Hal itu disampaikan ketika Zudan memberikan sambutan dalam acara penandatanganan komitmen bersama pembangunan dan penerapan manajemen talenta di Gedung Gradhika, Kantor Gubernur Jawa Tengah (Jateng), Kota Semarang, Kamis (8/1/2026). Selain Gubernur Jateng, acara tersebut turut dihadiri sejumlah bupati/wali kota di Jateng.
Dalam sambutannya, Zudan menyinggung tentang reformasi yang selalu berlangsung di bidang industri perbankan. Dia mengambil contoh tentang bagaimana saat ini masyarakat sangat mudah untuk melakukan transaksi perbankan, terutama mentransfer uang, secara realtime.
"Dulu saya ingat waktu SMP/SMA, dikirimi uang itu lewat wesel pos, butuh waktu kurang lebih dua minggu. Kemudian tahun 80-an, bertumbuh dan lahirlah BRI unit desa. Dari 14 hari, menjadi tiga atau dua hari kirim uang," kata Zudan.

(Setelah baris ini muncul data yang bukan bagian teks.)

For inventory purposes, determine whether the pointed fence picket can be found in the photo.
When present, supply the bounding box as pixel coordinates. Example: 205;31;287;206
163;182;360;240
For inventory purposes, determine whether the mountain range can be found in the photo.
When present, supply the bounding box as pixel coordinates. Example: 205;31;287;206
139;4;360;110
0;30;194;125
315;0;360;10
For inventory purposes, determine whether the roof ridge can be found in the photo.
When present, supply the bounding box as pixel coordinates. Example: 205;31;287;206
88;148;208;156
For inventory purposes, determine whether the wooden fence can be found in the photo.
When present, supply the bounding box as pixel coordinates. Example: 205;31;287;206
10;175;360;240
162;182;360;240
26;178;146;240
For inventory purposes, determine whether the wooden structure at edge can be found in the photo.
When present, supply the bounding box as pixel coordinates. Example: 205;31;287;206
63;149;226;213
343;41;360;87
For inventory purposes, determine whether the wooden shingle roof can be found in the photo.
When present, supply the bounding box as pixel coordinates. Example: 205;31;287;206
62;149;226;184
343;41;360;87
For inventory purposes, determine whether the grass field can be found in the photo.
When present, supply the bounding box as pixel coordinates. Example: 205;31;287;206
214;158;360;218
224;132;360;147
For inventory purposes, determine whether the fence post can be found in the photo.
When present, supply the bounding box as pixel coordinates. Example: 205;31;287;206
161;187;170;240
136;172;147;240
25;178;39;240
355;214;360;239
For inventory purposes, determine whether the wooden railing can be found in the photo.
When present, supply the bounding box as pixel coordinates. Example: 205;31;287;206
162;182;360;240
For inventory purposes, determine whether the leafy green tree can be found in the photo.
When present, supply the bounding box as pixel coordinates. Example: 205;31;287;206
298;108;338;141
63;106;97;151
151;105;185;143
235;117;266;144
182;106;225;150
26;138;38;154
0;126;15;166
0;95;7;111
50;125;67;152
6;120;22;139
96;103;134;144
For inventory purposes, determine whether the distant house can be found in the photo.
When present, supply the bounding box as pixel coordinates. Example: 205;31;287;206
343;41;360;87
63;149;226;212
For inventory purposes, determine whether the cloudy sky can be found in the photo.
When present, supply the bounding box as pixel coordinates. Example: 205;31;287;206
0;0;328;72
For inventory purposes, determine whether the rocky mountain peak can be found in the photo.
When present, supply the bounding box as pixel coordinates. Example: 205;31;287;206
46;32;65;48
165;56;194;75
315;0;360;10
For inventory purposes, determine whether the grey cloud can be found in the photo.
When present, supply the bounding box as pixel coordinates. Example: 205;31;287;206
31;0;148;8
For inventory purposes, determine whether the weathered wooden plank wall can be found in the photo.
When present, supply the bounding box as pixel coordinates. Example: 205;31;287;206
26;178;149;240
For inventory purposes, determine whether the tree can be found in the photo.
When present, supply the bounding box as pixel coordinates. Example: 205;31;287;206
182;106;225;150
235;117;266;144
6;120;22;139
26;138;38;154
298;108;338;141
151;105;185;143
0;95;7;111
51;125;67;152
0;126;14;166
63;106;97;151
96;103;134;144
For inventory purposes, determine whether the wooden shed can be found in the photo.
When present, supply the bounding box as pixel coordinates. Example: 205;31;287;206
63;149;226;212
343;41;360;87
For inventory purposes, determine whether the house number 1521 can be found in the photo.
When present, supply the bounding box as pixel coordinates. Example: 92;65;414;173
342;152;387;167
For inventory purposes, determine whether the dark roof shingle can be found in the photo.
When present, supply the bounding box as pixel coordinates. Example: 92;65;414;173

Dia menambahkan, industri perbankan terus melakukan inovasi dan reformasi hingga akhirnya tercipta mesin ATM dan aplikasi mobile banking. "Dengan mobile banking, bisa 24 jam kita bertransaksi, bisa dari mana pun," ucapnya.
"Nah, ini ibu/bapak yang saya inginkan di BKN, bersama ibu/bapak, mengubah pola kerja yang lama menjadi cepat. Yang dari harus ke kantor, bisa anywhere, bisa dari manapun," tambah Zudan.
Pada kesempatan itu, Zudan menyampaikan dia sudah tiga hari melakukan WFA. "Pernah kantor BKN saya tinggal 21 hari, aman. Jadi saya sering mengatakan kepada staf-staf yang muda Mas Gub (Gubernur), yang mengatakan, 'Kantor ini Pak kalau enggak ada saya, wah enggak jalan'. Saya bilang, 'Le, lah wong BKN itu loh ta tinggal 21 hari masih tegak berdiri ya kan?'," ucapnya.
Zudan menekankan institusi tidak digantungkan pada figur, melainkan sistem. "Seperti bank tadi, mobile banking, direktur utamanya ganti, mobile banking-nya tetap operasional, ATM-nya tetap operasional. Ini yang kami ingin bapak/ibu kita bergerak ke sana dengan meritokrasi," katanya.
Menurutnya, sistem meritokrasi penting diterapkan pada dunia birokrasi. "Merit itu dari bahasa Yunani, artinya layak, pantas, bagus. Sedangkan 'kratos' itu kekuasaan. Jadi meritokrasi itu menempatkan orang yang pantas, yang layak, orang yang bagus, untuk mengeksekusi fungsi-fungsi yang ada dalam kekuasaan," ujar Zudan.
Dia mengatakan manajemen talenta yang dicetuskan BKN bertujuan mengelola para ASN berkualitas dan potensial di bidang-bidang tertentu. "Jadi bapak/ibu, manajemen talenta adalah alat untuk mewujudkan impian dan visi-misi bapak/ibu kepala daerah semuanya. Caranya cari orang yang mampu dan mau bekerja," ucapnya.